Perhaps not surprisingly, in my ordained life, I’ve been asked several times: “Doesn’t it seem weird when you are reading the gospel in church to say, ‘…from the gospel according to Matthew’?” Or, “don’t you want to sometimes say, ‘…from the gospel according to…ME!’?” HA!
Today in the life of the church we celebrate St. Matthew, Apostle and Evangelist. The gospel passage is, not surprisingly, from Matthew (Matthew 9:9-13). In it, Matthew describes his own call from Jesus:
“As Jesus was walking along, he saw a man called Matthew sitting at the tax booth; and he said to him, ‘Follow me.’ And he got up and followed him. And as he sat at dinner in the house, many tax collectors and sinners came and were sitting with him and his disciples. When the Pharisees saw this, they said to his disciples, ‘Why does your teacher eat with tax collectors and sinners?’ But when he heard this, he said, ‘Those who are well have no need of a physician, but those who are sick. Go and learn what this means, I desire mercy, not sacrifice. For I have come to call not the righteous but sinners.'”
How often do we think of ourselves as “righteous?” How often do we rejoice over being right? I know that I enjoy being right, and at times go to some length to prove it in an argument, discussion, or even just a friendly conversation. While being right and being righteous are two different things, they are related.
Being right is to be correct, just or proper. Being righteous by definition means being free from guilt or sin, being morally right or justifiable. So, in short, Jesus has come to call us all.
As Christians, and through the blessing of God’s grace and the death of Jesus on the cross, we are free from the bonds of sin and death. We are saved by the salvific power of Christ crucified. However, that doesn’t stop us from sinning, now does it? It seems again and again we are “sick,” and in, “need of a physician.” I think that the trick is realizing and accepting that we are indeed sick with sin and in dire need of the saving power that Christ brings to all who turn to him.
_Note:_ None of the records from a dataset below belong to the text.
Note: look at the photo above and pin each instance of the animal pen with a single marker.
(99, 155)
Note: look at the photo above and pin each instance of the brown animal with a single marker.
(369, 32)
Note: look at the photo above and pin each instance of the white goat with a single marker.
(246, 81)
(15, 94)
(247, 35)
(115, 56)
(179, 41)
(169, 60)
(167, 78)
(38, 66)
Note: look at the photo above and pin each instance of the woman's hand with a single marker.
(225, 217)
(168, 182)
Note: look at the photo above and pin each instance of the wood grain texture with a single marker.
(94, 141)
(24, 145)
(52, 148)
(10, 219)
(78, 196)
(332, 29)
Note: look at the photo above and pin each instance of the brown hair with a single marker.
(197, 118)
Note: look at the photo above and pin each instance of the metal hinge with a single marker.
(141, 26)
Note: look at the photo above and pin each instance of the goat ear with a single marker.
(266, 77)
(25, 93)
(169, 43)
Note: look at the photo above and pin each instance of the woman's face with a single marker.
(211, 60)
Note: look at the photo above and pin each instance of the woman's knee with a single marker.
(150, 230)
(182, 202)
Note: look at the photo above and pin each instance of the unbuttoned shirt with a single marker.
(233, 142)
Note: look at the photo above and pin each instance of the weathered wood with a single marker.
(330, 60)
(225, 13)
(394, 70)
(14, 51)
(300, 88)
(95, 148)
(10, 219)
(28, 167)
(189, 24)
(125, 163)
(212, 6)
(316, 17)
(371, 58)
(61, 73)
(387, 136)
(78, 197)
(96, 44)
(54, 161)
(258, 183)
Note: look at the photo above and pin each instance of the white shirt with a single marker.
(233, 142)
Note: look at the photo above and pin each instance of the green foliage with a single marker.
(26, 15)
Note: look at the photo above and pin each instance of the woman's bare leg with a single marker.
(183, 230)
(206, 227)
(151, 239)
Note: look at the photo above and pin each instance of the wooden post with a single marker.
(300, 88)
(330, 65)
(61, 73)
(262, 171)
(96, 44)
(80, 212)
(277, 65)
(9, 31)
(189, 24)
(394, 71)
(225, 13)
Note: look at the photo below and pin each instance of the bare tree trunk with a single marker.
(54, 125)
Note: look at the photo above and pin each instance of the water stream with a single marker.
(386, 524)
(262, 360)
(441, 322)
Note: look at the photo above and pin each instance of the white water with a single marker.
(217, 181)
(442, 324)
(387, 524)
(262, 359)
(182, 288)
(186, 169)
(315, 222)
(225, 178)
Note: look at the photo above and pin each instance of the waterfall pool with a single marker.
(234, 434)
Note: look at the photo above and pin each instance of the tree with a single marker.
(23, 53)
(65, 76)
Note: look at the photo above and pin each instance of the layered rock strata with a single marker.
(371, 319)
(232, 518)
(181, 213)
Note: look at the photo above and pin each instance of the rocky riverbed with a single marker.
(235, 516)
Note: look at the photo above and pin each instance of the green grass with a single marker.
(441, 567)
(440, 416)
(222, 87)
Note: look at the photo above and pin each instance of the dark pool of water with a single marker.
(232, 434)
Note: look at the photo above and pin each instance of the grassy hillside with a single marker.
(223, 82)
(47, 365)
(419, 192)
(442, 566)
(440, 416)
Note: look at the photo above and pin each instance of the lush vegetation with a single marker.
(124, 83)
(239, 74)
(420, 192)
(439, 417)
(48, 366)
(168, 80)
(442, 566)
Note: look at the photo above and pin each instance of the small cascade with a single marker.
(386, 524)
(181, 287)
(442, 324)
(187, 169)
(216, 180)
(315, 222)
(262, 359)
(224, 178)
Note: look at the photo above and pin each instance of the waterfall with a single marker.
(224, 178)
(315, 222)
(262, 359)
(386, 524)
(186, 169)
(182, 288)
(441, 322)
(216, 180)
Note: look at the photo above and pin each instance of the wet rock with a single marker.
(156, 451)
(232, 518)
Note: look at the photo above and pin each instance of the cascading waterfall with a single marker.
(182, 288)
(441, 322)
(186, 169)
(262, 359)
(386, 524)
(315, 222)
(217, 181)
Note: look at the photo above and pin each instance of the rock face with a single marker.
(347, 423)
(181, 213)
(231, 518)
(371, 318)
Thanks be to God that when we are sick, when we sin, when, as the Confession states, “we have sinned against you in thought, word, and deed, by what we have done, and by what we have left undone,” (BCP p. 360) that we are treated and healed by Jesus. Let us this day and in the week to come pay close attention to when we feel we are righteous, and when we feel we are in need of the healing mercy that Christ gives to us. Let us give glory and thanks to God that we are called by Jesus and made whole again by His mercy.